The ages of the seven affected subjects ranged from 1 to 28 years, and these subjects presented congenital, symmetrical bilateral hearing impairment. No malformation of any other organ system was evident in the fourth or fifth generation of the pedigree (Fig. 1A). PTA of six affected individuals (IV-2, IV-4, IV-5, IV-9, V-2, and V-11) and one unaffected individual (IV-16) showed readings of ≥ 90 dB, while the BERA test of V-10 revealed bilateral sensorineural hearing loss (Table 1, Fig. 2A, Additional File 1A); the tympanograms were of the normal type, ‘A’, in all tested ears except the right ears of two subjects (IV-5, IV-9), which had type ‘As’ tympanograms (Table 1, Fig. 2B, and Additional File 1B). Pedigree and clinical results suggested that it is a profound type of ARNSHL, as per the criteria of the American Speech-Language-Hearing Association (ASHA 2015).

Table 1

Clinical evaluations of assessed subjects/patients
Ped. ID		Age (y)		Status	Clinical test	PTA	Imp: type		Severity	Diagnosis
Ped. ID	Sex	Age (y)		Status	Clinical test	PTA	R. ear	L. ear	Severity	Diagnosis
IV-16	M		29	N	PTA & Imp	≤ 30 dB	A	A	Normal	Normal
IV-2	M		28	A	PTA & Imp	≥ 100 dB	A	A	Profound	ARNSHL
IV-4	M		27	A	PTA & Imp	≥ 90 dB	A	A	Profound	ARNSHL
IV-5	F		12	A	PTA & Imp	≥ 100 dB	As	A	Profound	ARNSHL
IV-9	M		26	A	PTA & Imp	≥ 100 dB	As	A	Profound	ARNSHL
V-2	F		5	A	PTA & Imp	≥ 105 dB	A	A	Profound	ARNSHL
V-10	M		1	A	BERA	Nil	Nil	Nil	Profound	ARNSHL
V-11	F		9	A	PTA & Imp	≥ 100 dB	A	A	Profound	ARNSHL
M: male; F: female; N: normal; A: affected; PTA: pure-tone audiometry; Imp: impedance (tympanometry); type ‘A’ or type ‘As’; BERA: brain stem emission response audiogram;

Whole-exome sequencing and Sanger analysis

After the filtering strategy was applied to the WES data (see Methods), 209 variants were found in the affected subject V-2, 210 in the affected subject V-11, and 193 in the unaffected subject IV-16. Six possible candidate variants (CRISPLD2:NM_031476:c.1292A > G:p.N431S, ADCY3:NM_004036: c. 557 G > A: p.S186N, OTOF:NM_194248:c.3289-1G > T, CIB4:NM_001029881:c.364C > G: p.L122V, RGPD4:NM_182588:c.2468A > T:p.K823M, PPP2R2B:NM_181675:c.57_58insAG CAGCAGCAGCAGCAGCAGC:p.C20delinsSSSSSSSC) were present in both affected subjects but not in the unaffected individual. The candidate gene OTOF has already been reported to be associated with a hearing loss phenotype matching this family’s phenotype, and the allele frequency (NM_194248: c.3289-1G > T) is 0.000004 (allele count: 1 out of 249936) according to the GnomAD databases. Sanger sequencing was implemented to validate the variant in all family members; the variant was found to cosegregate with the phenotype of hearing loss in the pedigree (Fig. 1).

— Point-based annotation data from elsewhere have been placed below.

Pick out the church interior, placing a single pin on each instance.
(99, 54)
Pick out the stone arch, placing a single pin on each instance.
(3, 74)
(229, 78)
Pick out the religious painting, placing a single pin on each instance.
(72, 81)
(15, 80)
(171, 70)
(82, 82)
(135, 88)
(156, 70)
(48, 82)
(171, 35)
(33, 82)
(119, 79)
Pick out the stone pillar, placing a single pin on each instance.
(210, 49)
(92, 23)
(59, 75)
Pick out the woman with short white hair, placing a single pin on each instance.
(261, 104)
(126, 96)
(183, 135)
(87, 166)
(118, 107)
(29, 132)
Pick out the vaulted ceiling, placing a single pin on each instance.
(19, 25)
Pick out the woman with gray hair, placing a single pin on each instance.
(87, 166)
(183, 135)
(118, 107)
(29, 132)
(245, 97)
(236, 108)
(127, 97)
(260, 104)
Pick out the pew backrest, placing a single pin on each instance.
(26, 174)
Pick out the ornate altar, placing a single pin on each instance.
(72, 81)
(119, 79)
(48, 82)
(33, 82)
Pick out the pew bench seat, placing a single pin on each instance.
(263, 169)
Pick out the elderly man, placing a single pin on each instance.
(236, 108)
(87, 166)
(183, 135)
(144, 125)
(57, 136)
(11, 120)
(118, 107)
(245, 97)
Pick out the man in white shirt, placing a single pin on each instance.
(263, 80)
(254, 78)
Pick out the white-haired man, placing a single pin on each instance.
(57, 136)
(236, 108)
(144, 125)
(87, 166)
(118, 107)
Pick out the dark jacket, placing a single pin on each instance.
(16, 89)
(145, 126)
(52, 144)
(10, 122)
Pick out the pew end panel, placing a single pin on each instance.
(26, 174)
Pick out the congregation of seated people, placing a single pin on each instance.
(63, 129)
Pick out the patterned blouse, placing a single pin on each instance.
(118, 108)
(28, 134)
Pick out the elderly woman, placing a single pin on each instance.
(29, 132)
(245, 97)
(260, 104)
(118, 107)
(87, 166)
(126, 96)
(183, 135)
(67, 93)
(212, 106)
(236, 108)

Minigene assay for splicing mutation

A minigene assay and reverse transcription PCR analysis confirmed the normal splicing of messenger RNA in exon 27 with the wild-type allele. Two predominant splicing variants of OTOF are produced through the c.3289-1G > T variation in the intron 26 splice acceptor site: splicing variant 1, p.Ile1097Glnfs45, is a 10 bp deletion with the sequence ATTGGACCAG; splicing variant 2, p.Ile1097Glyfs44, is a 13 bp deletion with the sequence ATTGGACCAAGCAG (Fig. 3B). The splicing assay indicated that the c.3289-1G > T mutated minigene produces these two spliced transcripts, which cause a frameshift that result in an early termination of protein expression in both HEK 293 and HeLa cell lines, and splicing variant 2 was 3- to 4-fold more common than splicing variant 1. The expression of splicing variant 1 and splicing variant 2 was predicted with Snapgene (http://www.snapgene.com/) (Fig. 3C).

According to the guidelines in the ACMG [1], all patients with hearing loss in this large consanguineous family were found to have pre-lingual profound deafness by a clinical examination including PTA and tympanometry. The WES results of three subjects (IV-16, V-2, and V-11) identified a splicing mutation (NM_194248: c.3289-1G > T; exon 27) in the OTOF gene that caused profound deafness/hearing loss. Previous studies have also shown that OTOF mutation causes profound hearing loss. In a recent cohort study, OTOF was found to contribute most to AR hearing loss in the Saudi Arabian population, responsible for 21.1% (7/11) of cases in the study population [4]. Wang et al. also reported that OTOF mutations cause mild, moderate, or profound hearing loss [2]. In our study, all patients suffer from bilateral profound hearing loss with PTA ≥ 90 dB at a frequency of 125-8 kHz (Fig. 2A, Additional File 1A). In this family, we also performed impedance testing or tympanometry to define the status of the tympanic membrane. The middle ear and impedance test results universally showed normal type ‘A’ tympanic membranes except in two subjects (IV-5 and IV-9), who had the ‘As’ type in the right ear, potentially marking progression to the abnormal state of ‘otosclerosis’; none of the participants had other physical abnormalities or syndromic features (Fig. 2B, Additional File 1B).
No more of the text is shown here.